If left untreated, the condition can be fatal and your feline friend may end up with “semi-coma, persistent vocalization, opisthotonus, and death,” states Bsava.com.
Your vet will look at the various clinical signs, ask about your feline friend’s history especially with regards to his or her diet, symptoms duration, and test the levels of thiamine in its blood.
According to healhtypets.mercola.com some of the common tests include the “electrolyte transketolase activity assay, and the other is high-pressure liquid chromatography.”

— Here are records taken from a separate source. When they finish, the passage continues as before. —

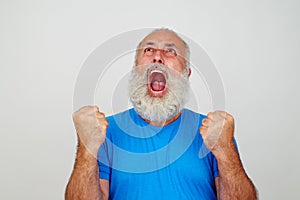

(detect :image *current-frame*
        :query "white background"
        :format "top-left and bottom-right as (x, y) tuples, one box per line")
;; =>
(0, 0), (300, 200)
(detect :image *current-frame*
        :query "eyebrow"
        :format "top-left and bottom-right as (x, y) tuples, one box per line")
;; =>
(144, 42), (176, 47)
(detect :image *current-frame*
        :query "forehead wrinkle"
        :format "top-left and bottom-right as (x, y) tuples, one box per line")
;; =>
(143, 42), (178, 49)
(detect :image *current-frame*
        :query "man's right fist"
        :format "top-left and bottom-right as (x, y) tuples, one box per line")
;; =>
(73, 106), (108, 155)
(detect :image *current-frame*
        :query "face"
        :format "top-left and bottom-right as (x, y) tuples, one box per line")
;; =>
(136, 30), (185, 73)
(129, 30), (189, 122)
(136, 30), (185, 97)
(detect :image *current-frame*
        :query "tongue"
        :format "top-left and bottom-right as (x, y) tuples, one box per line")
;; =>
(151, 81), (165, 91)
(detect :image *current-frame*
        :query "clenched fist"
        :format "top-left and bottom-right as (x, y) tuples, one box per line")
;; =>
(200, 111), (234, 156)
(73, 106), (108, 155)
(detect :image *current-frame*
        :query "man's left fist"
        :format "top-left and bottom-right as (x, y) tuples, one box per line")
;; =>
(199, 111), (234, 156)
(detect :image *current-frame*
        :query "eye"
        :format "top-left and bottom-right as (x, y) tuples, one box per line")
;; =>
(165, 48), (177, 56)
(144, 47), (154, 55)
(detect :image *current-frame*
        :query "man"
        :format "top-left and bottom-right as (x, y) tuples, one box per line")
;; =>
(66, 29), (256, 200)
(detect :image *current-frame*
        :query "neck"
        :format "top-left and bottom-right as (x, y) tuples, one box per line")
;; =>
(144, 111), (181, 126)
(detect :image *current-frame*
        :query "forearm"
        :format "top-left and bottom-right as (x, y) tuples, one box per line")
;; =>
(65, 144), (102, 200)
(217, 145), (257, 200)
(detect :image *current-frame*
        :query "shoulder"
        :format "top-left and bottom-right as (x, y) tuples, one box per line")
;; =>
(182, 108), (207, 124)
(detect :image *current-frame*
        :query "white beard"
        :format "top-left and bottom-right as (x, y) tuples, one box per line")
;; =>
(129, 64), (189, 122)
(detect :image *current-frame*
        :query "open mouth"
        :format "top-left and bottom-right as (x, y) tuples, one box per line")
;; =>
(148, 69), (167, 96)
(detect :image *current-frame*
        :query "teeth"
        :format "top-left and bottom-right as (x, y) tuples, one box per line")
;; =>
(151, 69), (162, 74)
(153, 81), (165, 85)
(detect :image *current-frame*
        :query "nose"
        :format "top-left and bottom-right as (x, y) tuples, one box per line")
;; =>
(152, 51), (164, 64)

Also, complete blood count, blood chemistry profile, urinalysis as well as an MRI brain scans to seen changes and presence malacia and bilaterally systematical hemorrhage in susceptible brain areas may also be conducted including at post-mortem.
Treatment – thiamine supplements for cats
Treatment will involve going for cat foods high in thiamine as well as considering vitamin B1 supplements for cats such as those administered orally (mainly in tablet and powder form) or through intramuscular or subcutaneous injections.
There are many veterinary preparations available. For instance, synthetic supplements may have thiamine hydrochloride or thiamine mononitrate.
Typical vitamin B1 dosage is 10-25mg given after every 12-24 hours continuously until the symptoms resolve and this can be followed by oral supplementation of 10mg/kg of cat weight daily for 21 days.
Once supplemented, your pet will recover quickly, i.e., between a few hours to about two days since this vitamin is rapidly absorbed.
Always ensure you go for high-quality cat food with enough amounts of thiamine. AAFCO recommends amounts of about 5mg/kg of cat food. Over supplementation isn’t a big issue since it will be excreted via urine being water-soluble.
Secondly, avoid recalled foods (FDA has the list of recalls or you can look at AVMA), raw fish foods, canned foods (often associated with inadequate vitamin B1 amounts as well as some dried foods especially when exposed to moisture, heat or humidity. Also, avoid unbalanced diets
Side effects and interactions
- Anaphylaxis may result if thiamine is administered intravenously. Consider dilution and administer it slowly in case of an IV.
- Pregnant animals may adversely be affected. Use it only if it is very necessary.
- Besides enhancing neuromuscular blocking agents, no other interaction has been reported.
Note that vitamin B1 is at times an adjunctive in ethylene glycol and lead poisoning treatment.